The Alfa Romeo Giulietta Spider. Photograph by Cuboimages/Photoshot
For students of design, the 1950s and 1960s represent the car industry’s most fertile period. It was an era in which designers were unencumbered by legislative demands and safety considerations. Bertone, Fantuzzi, Ghia and Vignale all worked wonders, yet Pininfarina was undoubtedly king. Alfa Romeo’s gorgeous Giulietta Spider, Lancia’s Aurelia B24 Spider and Flaminia Coupé, Maserati’s A6 GCS and Ferrari’s 250 PF Cabriolet and 375 MM – to name but two Prancing Horse models – are regarded as some of the most sublime motor cars ever made.
By now installed in a new factory in Grugliasco, tellingly, Pininfarina worked similar miracles with mainstream cars, including the Peugeot 404 and various British Motor Corporation (BMC) saloons, exporting a winning dose of la dolce vita to less-than-glamorous French and British provincial towns.
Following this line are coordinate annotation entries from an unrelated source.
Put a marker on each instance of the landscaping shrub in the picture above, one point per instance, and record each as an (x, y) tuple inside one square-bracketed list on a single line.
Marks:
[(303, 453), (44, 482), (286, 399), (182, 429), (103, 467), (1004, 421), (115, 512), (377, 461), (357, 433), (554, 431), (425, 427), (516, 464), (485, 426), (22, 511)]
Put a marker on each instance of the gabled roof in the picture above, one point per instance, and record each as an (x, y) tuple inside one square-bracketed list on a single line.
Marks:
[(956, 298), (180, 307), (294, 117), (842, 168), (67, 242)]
Then there was Alfa Romeo’s Duetto Spider, the lissom little roadster immortalised in Mr Mike Nichols’ classic film The Graduate.
Mr Battista Farina with the Lancia Flaminia and Fiat 600 Y Aerodinamica prototype, 1962. Photograph by Mr Jean-Philippe Charbonnier/Gamma-Rapho
Mr Battista “Pinin” Farina handed the reins to his son and his son-in-law, Mr Renzo Carli, in 1961. He continued travelling, became a keen film-maker, was awarded the Légion d’Honneur in France and became an honourary member of the Royal Society of Arts in London. He died on 3 April 1966, but even now, on the 50th anniversary of his passing, he is cited as the single most influential car designer of all time. To put it another way, if the car was the defining invention of the 20th century, then Mr Battista Pininfarina was its Picasso.